Raiding Social Security.

By not consolidating the various budget funds, Washington can say that the general fund has more money. What the government is not revealing, however, is that the Social Security fund has been raided.

Finally, if a transfer of money from one governmental fund to another is income to the receiving fund, then logically the transfer should be recorded as an expense to the giving fund.

Federal accountants avoid this because they don’t want to say that Social Security is having a problem.

Think of it this way.

If I can transfer funds from one account to another and it is income to the receiving fund, but not an expense to the giving fund, then we can have budget surpluses of any amount we wish.

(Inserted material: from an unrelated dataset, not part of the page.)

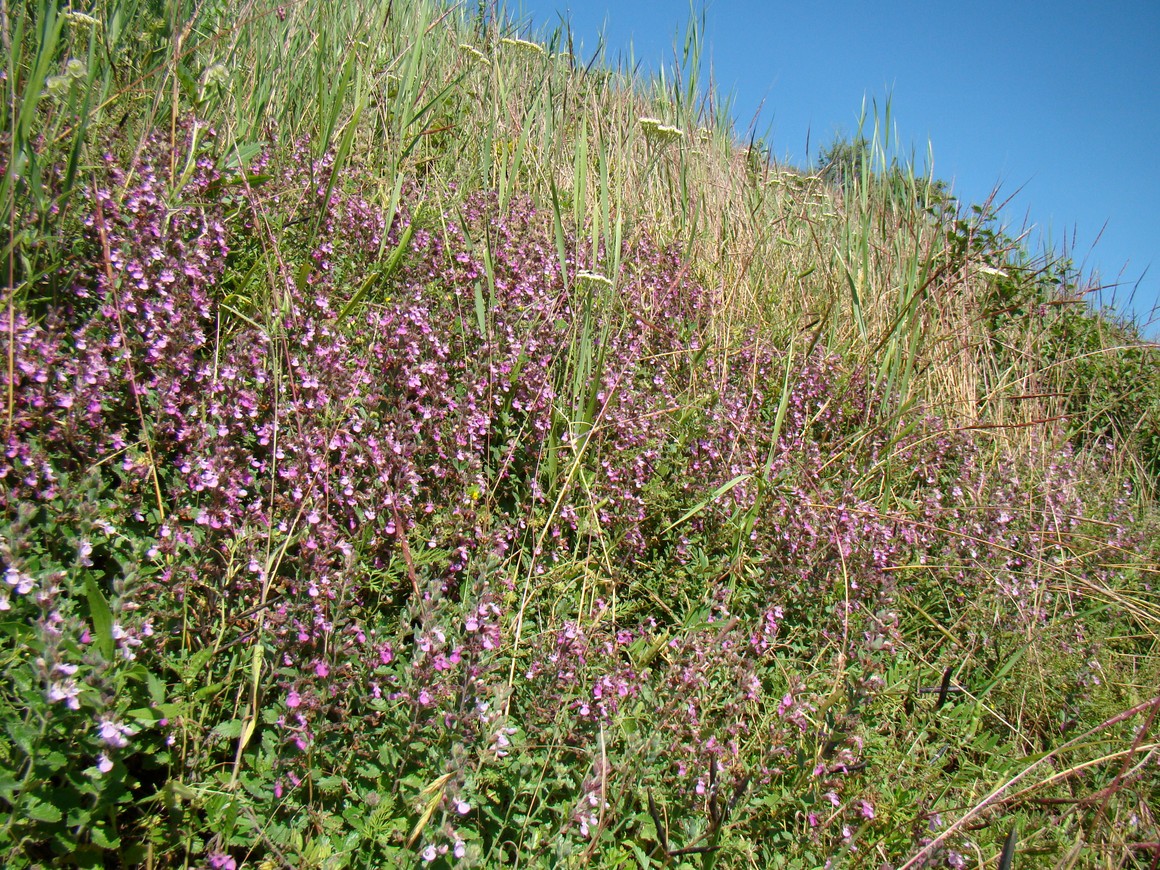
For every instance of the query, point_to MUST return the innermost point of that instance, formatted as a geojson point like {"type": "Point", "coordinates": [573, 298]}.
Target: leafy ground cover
{"type": "Point", "coordinates": [426, 448]}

In any given day, let’s transfer say $10 billion from Social Security into the general fund and then transfer it back. That adds $10 billion to both funds.

Let’s do this again; in fact, let’s do this 100 times. In one day we can have a trillion dollar surplus in both funds. Of course, Washington doesn’t do this because multiple transfers would easily disclose the charade.

Approximately $1 trillion has been transferred from Social Security into the general fund and another $1 trillion has been transferred from all of the other funds into the general fund.

This means that $2 trillion has been double counted as income under this system of “unified budgeting.”

Implications.

The implication is that it will take $2 trillion for the general fund to repay these various funds. Even if the economy does very well in the future, a lot of taxes and levies will have to come in so that these debts are paid. And this isn’t even considering the national debt.

The public seems to think that Social Security is awash with funds from the payroll taxes that people pay. Instead, the general fund has raided and continues to raid Social Security.

The fund has a $1 trillion receivable from the general fund, and this amount is growing. In 15-20 years this receivable likely will become a really large number.

Consequences.

The most critical consequence of these accounting lies is that the receivable likely will not be collectible.

At that point, the citizens will realize that they have been taken by the very ones who should be looking out for our interests.

The game that I have just described became legal in 1974 under President Nixon and has been played by every president since.

Because of the consequences, individuals need to address the problem and take steps to protect themselves.

What can you do?

The first thing I advise is not to rely on Social Security. Build up your own retirement accounts, for you might be forced to depend on them alone.

The next thing I recommend is to write, call, or e-mail Congress. Insist that “unified budgeting” be repealed. It’s hard to improve things if you don’t have truthful numbers reported.

The final thing is to insist that the general fund repay Social Security. That would require both parties to reduce or eliminate the tax cut so the funds are available to pay off the receivable to Social Security and to reduce the pork barrel spending.

Both parties got us into this mess; it will take heroic, bipartisan efforts to get us out of it.

Affects us all.

Accounting issues may be uninteresting to the masses, but in this case they have deleterious effects. We need to take actions now to alleviate this problem.

Fifteen years from now the disease might be too advanced to cure.

(J. Edward Ketz is associate professor of accounting in Penn State’s Smeal College of Business Administration.)